There is a sobering reality that has been spreading across the education sector in the past few decades. The presence of male teachers is in rapid decline, particularly in primary schools. Now down to a mere 18.3% in primary schools and 40% in secondary, this imbalance in the workforce has been causing widespread concern.
Much speculation abounds as to why this trend is occurring, including the self-perpetuating reality of boys not seeing enough role models in the classroom and assuming teaching is a job for women. Whatever the reason, it is clear that the situation is not ideal and there have been calls for the imbalance to be addressed.
Research suggests that male teachers are very important, particularly in the primary years, for both boys and girls, and there is an expressed need for both by both parents and students. Teachers have a significant role to play in showing students how to respond in appropriate ways to those of the opposite sex, including demonstrating positive and respectful interactions for students to echo.
Raising Boys author, Steve Biddulph writes compellingly of the importance of mentoring connections for boys, drawing out clearly the importance of connection and belonging. Teen males are crying out for great role models, particularly in single parent situations where there is an absence of a male altogether.
In light of the sharp decline, it is both encouraging and exceptional that at Belgrave Heights Christian School (BHCS) we have almost equal numbers of full time male and female teachers (50% male in primary and 46% in secondary).

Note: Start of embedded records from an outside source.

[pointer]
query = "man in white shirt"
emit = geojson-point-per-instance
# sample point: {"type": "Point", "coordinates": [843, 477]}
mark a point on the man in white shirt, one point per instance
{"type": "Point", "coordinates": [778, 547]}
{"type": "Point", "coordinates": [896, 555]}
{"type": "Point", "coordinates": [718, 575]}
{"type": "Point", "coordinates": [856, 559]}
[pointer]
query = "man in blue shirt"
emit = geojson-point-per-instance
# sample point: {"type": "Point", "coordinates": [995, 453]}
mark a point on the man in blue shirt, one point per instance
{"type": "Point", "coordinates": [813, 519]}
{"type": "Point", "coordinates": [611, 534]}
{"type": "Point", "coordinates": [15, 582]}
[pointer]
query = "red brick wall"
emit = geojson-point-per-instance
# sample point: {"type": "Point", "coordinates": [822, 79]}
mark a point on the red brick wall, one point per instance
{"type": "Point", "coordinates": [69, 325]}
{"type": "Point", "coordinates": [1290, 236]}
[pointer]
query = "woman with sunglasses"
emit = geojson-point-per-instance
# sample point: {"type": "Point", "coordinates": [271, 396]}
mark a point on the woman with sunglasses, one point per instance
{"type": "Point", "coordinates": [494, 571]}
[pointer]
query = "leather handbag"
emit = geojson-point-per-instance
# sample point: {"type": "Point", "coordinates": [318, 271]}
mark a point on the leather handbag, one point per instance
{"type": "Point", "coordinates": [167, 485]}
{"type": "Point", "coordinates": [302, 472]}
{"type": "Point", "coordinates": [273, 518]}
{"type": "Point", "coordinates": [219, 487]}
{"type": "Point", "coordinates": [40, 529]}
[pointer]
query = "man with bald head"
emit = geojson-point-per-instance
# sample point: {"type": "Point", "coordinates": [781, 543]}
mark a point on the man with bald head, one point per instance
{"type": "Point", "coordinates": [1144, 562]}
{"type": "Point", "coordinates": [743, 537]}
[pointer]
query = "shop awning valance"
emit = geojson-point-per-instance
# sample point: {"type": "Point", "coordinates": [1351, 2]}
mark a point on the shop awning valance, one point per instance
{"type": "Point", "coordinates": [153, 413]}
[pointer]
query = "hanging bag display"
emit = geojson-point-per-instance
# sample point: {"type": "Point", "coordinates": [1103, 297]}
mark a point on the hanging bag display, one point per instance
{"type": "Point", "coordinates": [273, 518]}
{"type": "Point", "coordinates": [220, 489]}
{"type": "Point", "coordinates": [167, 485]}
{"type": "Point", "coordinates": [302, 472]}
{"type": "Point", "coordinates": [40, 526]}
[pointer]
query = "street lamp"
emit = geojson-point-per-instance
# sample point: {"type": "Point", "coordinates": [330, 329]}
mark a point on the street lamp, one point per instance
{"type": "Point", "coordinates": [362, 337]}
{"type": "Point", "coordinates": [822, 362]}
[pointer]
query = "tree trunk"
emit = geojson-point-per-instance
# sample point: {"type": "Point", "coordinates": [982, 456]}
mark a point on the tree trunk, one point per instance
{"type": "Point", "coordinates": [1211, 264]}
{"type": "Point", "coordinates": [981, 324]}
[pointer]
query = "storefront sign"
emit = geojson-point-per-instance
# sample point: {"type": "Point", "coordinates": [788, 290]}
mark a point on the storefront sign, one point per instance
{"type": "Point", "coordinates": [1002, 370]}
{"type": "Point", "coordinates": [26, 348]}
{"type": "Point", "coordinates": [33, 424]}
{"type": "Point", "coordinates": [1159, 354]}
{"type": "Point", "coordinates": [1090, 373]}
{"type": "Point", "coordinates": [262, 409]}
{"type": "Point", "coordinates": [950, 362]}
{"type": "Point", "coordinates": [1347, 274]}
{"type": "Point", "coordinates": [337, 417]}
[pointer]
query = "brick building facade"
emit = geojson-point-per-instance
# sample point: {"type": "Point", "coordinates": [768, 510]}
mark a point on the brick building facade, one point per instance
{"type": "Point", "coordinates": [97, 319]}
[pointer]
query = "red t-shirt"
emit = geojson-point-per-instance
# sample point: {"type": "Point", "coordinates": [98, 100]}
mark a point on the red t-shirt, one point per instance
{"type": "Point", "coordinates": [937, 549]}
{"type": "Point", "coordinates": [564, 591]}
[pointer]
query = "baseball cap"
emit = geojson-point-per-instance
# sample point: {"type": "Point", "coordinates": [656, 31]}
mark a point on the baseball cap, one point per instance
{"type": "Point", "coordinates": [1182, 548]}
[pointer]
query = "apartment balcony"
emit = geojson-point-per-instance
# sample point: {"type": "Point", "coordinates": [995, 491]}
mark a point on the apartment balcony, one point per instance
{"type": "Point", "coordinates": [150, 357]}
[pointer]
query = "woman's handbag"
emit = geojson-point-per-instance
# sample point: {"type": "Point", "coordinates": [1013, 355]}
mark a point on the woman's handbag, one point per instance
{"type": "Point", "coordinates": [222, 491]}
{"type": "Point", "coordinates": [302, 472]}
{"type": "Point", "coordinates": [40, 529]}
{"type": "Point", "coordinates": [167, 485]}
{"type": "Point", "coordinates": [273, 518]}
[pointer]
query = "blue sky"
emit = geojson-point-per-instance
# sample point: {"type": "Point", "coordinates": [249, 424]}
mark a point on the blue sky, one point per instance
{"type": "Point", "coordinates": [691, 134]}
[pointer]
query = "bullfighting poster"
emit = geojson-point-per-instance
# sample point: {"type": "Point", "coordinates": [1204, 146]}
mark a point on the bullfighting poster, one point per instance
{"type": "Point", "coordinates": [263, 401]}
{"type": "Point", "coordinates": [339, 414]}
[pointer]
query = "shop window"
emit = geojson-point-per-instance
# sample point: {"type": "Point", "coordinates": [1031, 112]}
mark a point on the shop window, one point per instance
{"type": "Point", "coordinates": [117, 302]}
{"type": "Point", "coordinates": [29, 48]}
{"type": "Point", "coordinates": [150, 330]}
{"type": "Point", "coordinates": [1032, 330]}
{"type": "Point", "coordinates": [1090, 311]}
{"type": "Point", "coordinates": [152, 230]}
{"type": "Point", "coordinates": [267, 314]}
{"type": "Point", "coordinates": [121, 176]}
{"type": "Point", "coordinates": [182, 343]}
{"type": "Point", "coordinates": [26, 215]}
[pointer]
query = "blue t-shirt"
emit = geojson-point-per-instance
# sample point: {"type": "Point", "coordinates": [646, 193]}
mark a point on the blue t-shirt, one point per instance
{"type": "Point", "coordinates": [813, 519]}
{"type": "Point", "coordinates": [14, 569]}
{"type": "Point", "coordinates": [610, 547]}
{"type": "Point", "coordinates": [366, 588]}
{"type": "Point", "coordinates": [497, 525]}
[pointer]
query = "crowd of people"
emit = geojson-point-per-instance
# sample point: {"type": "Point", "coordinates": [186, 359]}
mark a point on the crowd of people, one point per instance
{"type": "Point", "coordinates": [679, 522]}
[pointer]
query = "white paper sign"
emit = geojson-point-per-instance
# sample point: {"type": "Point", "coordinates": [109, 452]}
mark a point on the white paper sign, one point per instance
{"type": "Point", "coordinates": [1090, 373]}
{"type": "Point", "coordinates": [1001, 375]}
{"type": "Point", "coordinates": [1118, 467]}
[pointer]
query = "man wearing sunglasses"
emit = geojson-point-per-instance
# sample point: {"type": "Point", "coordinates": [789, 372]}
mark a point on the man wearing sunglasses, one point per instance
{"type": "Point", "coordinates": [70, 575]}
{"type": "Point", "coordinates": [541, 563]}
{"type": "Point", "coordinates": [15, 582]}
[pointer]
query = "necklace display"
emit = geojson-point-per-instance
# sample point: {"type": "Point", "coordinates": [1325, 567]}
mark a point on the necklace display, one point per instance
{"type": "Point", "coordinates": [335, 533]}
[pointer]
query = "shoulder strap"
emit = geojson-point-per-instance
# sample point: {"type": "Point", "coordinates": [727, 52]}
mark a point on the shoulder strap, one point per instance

Recent research conducted by Relational Schools founder, Rob Loe, confirms that the presence of gender balance is an important distinctive for our school.
A key finding in the study conducted on BHCS was that male students perceived a stronger relationship with male teachers, and female students perceived a stronger relationship with female teachers. Given that the teacher and student relationship reflects, in many ways, the relationship between parent and child, it requires a balance of both protective and nurturing roles to be performed. Loe states: ‘each gender narrative and story, with its unique expressions and challenges, presents an opportunity for students to thrive as individuals.’ The study also concludes that ‘students with secure attachments relate well to teachers and their peers and are far more confident when exploring relationships outside the primary context.’
At BHCS we are proud of all our teachers. We are grateful and encouraged to have a dynamic team of males and females who are committed to living lives of transformative power and who genuinely care about each and every student in their influence.